21 suspected militants go on trial in Indonesia for allegedly plotting attacks on aid workers

By Niniek Karmini, AP
Thursday, August 26, 2010

21 suspected militants go on trial in Indonesia

JAKARTA, Indonesia — Twenty-one suspected Islamist militants went on trial Thursday on charges of plotting attacks on foreign aid workers and others in Indonesia’s Aceh province following a deadly tsunami.

The defendants, who appeared in eight separate trials at the West Jakarta District Court, are among more than 100 suspects who have been rounded up or killed after the discovery of a new terror cell in February.

Prosecutors said the defendants set up a military training camp in Aceh to prepare to fight “infidels.”

“Their targets were foreign workers,” said Feritas, who represents the state in several of the cases.
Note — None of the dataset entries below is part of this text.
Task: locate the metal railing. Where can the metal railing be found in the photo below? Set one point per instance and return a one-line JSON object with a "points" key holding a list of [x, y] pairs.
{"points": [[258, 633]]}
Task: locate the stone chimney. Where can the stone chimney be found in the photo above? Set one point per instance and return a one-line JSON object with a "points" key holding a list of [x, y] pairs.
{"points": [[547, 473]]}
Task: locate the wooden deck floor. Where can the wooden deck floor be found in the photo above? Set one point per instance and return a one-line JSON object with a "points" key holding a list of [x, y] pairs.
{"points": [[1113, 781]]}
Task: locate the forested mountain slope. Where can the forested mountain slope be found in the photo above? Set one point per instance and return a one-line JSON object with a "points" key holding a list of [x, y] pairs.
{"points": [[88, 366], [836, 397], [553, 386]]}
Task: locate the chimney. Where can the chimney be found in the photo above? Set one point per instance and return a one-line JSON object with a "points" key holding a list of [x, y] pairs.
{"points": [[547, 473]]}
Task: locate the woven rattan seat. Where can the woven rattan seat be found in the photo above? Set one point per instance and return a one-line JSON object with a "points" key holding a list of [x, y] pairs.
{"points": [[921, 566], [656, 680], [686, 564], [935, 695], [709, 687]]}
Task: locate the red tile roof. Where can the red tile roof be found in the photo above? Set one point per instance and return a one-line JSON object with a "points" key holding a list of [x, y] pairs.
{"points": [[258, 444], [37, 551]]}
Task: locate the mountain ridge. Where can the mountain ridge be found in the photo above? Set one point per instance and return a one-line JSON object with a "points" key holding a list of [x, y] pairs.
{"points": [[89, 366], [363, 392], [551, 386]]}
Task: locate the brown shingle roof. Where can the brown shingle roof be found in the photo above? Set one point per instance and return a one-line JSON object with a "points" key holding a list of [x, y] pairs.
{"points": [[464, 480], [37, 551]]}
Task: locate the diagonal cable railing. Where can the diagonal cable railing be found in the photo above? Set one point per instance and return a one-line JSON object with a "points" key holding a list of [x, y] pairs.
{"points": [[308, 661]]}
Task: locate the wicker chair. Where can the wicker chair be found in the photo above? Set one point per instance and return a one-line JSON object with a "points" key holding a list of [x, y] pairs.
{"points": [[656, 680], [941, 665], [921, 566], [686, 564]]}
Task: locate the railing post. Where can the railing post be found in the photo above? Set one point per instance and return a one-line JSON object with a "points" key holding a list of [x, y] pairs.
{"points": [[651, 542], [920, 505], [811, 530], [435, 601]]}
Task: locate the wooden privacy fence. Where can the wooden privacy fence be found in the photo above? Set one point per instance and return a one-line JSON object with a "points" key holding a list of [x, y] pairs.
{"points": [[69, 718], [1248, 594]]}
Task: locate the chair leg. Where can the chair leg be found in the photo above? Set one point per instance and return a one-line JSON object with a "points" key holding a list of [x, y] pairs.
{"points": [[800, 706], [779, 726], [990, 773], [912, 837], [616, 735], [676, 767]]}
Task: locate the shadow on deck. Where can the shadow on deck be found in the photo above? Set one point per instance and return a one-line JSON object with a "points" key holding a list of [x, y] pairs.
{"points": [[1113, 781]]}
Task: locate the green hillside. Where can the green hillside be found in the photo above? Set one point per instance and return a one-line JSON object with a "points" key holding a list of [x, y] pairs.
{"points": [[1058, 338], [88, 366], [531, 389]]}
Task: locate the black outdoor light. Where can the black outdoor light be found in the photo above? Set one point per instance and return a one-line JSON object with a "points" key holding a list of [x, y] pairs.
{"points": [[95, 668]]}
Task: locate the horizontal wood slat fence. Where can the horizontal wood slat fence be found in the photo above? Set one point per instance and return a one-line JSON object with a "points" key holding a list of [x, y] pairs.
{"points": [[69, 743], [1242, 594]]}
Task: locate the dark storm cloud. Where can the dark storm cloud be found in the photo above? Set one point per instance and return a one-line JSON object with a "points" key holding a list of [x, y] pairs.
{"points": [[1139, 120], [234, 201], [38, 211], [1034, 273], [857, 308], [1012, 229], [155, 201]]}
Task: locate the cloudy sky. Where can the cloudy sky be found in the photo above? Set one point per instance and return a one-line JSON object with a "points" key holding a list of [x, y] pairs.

He said the men believed relief workers who poured into the region after the 2004 tsunami were guilty of proselytizing.

“They also think Americans, Britons and Australians support and help Israel kill Muslims in many countries,” he said.

All of the defendants, who have not yet entered pleas, are accused of violating the anti-terror law, for which they can face up to 20 years in jail.

Oman Rochman, a 38-year-old defendant, said they committed no crime with the training.

“It was not intended for any action at home,” he told reporters after the hearing. “We were preparing ourselves to defend our Palestinian brothers, and that is our obligation as Muslims.”

Indonesia, a secular nation with the world’s largest population of Muslims, has been hit by a string of terror attacks in recent years blamed on al-Qaida-linked militants. Most people in the country of 237 million practice a moderate form of the faith, but Aceh is known for its strict enforcement of Islamic values.

That was one of the reasons the province was chosen as a base for the new cell named “al-Qaida in Aceh,” terror experts say. The cell reportedly consists of militants from several different regional terror networks, including Jemaah Islamiyah.

Feritas, who like many Indonesians uses only one name, said the suspects planned to kill aid workers and attack churches, U.N. offices and all other Western symbols.

One of the men facing trial is accused of shooting and injuring Erhard Bauer, a German Red Cross worker, in Aceh last year. He is also accused of throwing grenades at a U.N. Children’s Fund office. No one was injured in that attack.

Indonesia straddles a series of fault lines that make the vast island nation prone to volcanic and seismic activity. The giant quake that triggered the 2004 Indian Ocean tsunami killed 230,000 people, half of them in Aceh.